Mississippi is one of the 22 states opposed to the expansion. Republican Gov. Phil Bryant has been an outspoken opponent of the expansion, saying the state cannot afford the costs of paying for Medicaid for those earning up to $15,000 for an individual or $32,000 annually for a family of four.
No legislation is alive in the current session to expand Medicaid. The federal government will pay 100 percent of the expansion costs for the first three years, starting in 2014. After that, it will be stair-stepped down to 90 percent in 2020, where the federal share is supposed to remain.

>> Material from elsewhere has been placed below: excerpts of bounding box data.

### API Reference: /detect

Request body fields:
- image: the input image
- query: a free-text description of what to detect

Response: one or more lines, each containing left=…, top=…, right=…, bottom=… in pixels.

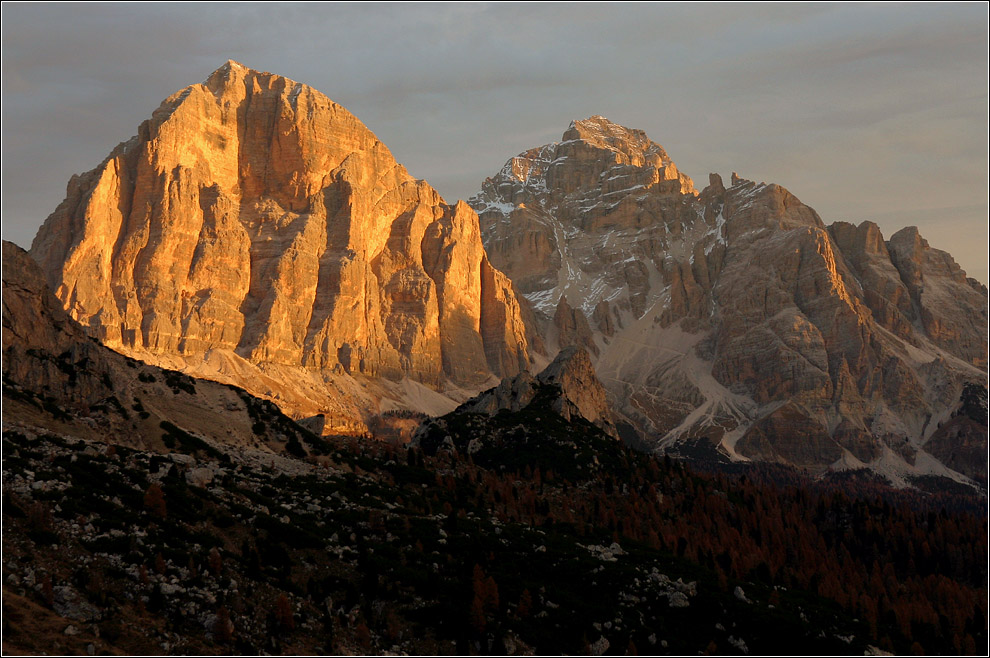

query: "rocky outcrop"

left=31, top=61, right=530, bottom=430
left=3, top=241, right=319, bottom=456
left=457, top=346, right=618, bottom=438
left=470, top=117, right=988, bottom=477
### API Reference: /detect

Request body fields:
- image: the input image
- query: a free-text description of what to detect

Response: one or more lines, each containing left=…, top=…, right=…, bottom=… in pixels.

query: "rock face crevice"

left=31, top=61, right=530, bottom=428
left=470, top=117, right=988, bottom=479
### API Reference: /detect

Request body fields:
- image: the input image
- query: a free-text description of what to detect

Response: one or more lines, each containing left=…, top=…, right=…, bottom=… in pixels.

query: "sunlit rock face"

left=469, top=117, right=988, bottom=481
left=31, top=61, right=530, bottom=430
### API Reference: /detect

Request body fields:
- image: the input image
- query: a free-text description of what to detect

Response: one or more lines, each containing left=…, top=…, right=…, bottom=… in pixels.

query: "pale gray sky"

left=2, top=3, right=988, bottom=282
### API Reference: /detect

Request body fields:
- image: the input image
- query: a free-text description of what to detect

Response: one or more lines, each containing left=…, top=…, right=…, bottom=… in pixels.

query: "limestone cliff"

left=3, top=241, right=322, bottom=458
left=470, top=117, right=988, bottom=481
left=31, top=61, right=530, bottom=430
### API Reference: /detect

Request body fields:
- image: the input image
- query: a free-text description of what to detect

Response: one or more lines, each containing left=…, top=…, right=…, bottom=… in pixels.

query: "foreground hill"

left=470, top=117, right=988, bottom=483
left=3, top=238, right=987, bottom=655
left=31, top=61, right=531, bottom=433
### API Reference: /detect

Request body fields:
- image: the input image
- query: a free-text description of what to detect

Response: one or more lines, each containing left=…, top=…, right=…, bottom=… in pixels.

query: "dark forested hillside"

left=3, top=386, right=987, bottom=655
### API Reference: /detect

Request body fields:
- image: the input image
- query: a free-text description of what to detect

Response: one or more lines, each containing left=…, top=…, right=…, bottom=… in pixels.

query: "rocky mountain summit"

left=469, top=116, right=988, bottom=482
left=31, top=61, right=532, bottom=432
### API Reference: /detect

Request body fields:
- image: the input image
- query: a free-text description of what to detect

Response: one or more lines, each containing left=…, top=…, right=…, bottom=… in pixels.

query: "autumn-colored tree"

left=354, top=620, right=371, bottom=653
left=213, top=606, right=234, bottom=644
left=144, top=482, right=167, bottom=519
left=516, top=589, right=533, bottom=619
left=206, top=546, right=223, bottom=576
left=155, top=552, right=167, bottom=576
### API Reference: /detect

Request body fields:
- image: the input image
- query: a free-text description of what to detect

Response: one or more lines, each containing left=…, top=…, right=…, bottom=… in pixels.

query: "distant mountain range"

left=19, top=61, right=988, bottom=484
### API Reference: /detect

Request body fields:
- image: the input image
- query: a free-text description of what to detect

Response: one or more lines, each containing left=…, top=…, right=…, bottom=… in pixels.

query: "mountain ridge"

left=470, top=116, right=987, bottom=481
left=31, top=60, right=539, bottom=433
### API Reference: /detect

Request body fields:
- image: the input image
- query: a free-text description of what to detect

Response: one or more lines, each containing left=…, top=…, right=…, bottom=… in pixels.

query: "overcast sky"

left=2, top=3, right=988, bottom=283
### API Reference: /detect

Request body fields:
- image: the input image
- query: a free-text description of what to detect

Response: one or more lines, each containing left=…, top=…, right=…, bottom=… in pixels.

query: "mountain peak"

left=31, top=60, right=529, bottom=432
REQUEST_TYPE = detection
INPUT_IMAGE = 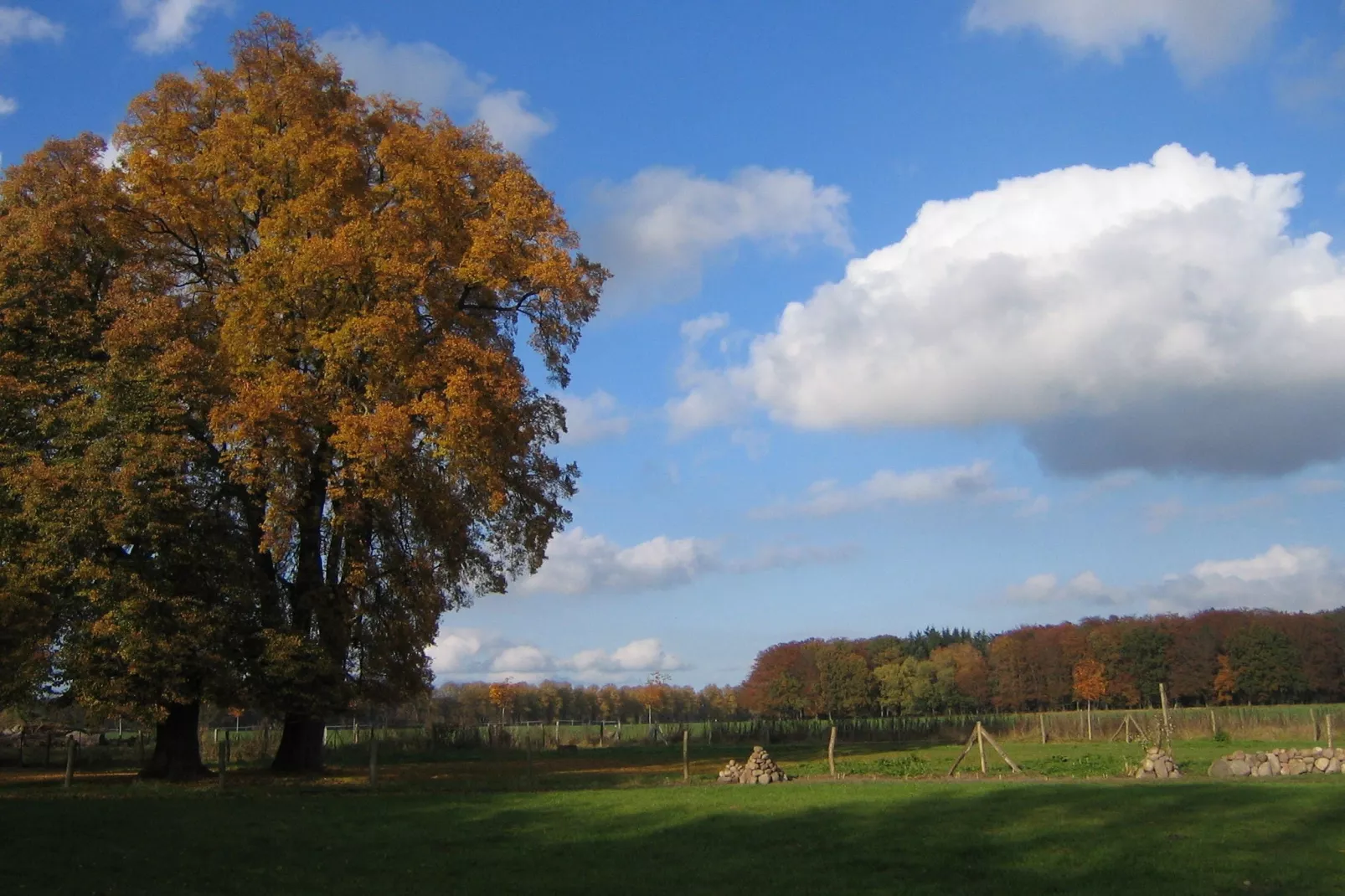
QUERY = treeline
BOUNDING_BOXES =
[430,676,750,725]
[739,608,1345,718]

Even during the first three years of expansion, Bryant said the state would face millions of dollars in administrative costs that it cannot afford. A study by the Mississippi Institutions of Higher Learning concluded that the expansion would be a net gain to the state general fund for the first three years because of the economic activity the federal money would generate. After that, the state would incur some costs, according to the IHL study.
The Jackson Hewitt study surmised that “any projections of the ‘net’ costs of Medicaid expansions should reflect the very real costs... to employers in any particular state.”
Jackson Hewitt said the costs would be between $21.7 million and $32.6 million annually for Mississippi employers. Under the federal law, companies with 50 or more full-time equivalent employees could face up to a $3,000 penalty for each employee who receives a federal tax credit to help them obtain a private health insurance policy. The federal law would mandate that the employees have some type of health insurance.
The employees, if they were under 138 percent of the federal poverty level, would be placed on the expanded Medicaid rolls instead of receiving a tax credit to purchase private health insurance. The penalty on employers would kick in only if the employee received the tax credit, not if the employee was placed on Medicaid, according to Jackson Hewitt.
The Jackson Hewitt study said there are about 10,850 employees in Mississippi working for companies that could face penalties if the state does not participate in the Medicaid expansion. The penalties would range from $2,000 to $3,000 per employee, depending on a number of variables.
Mick Bullock, a spokesman for the governor, said he was not familiar with the study.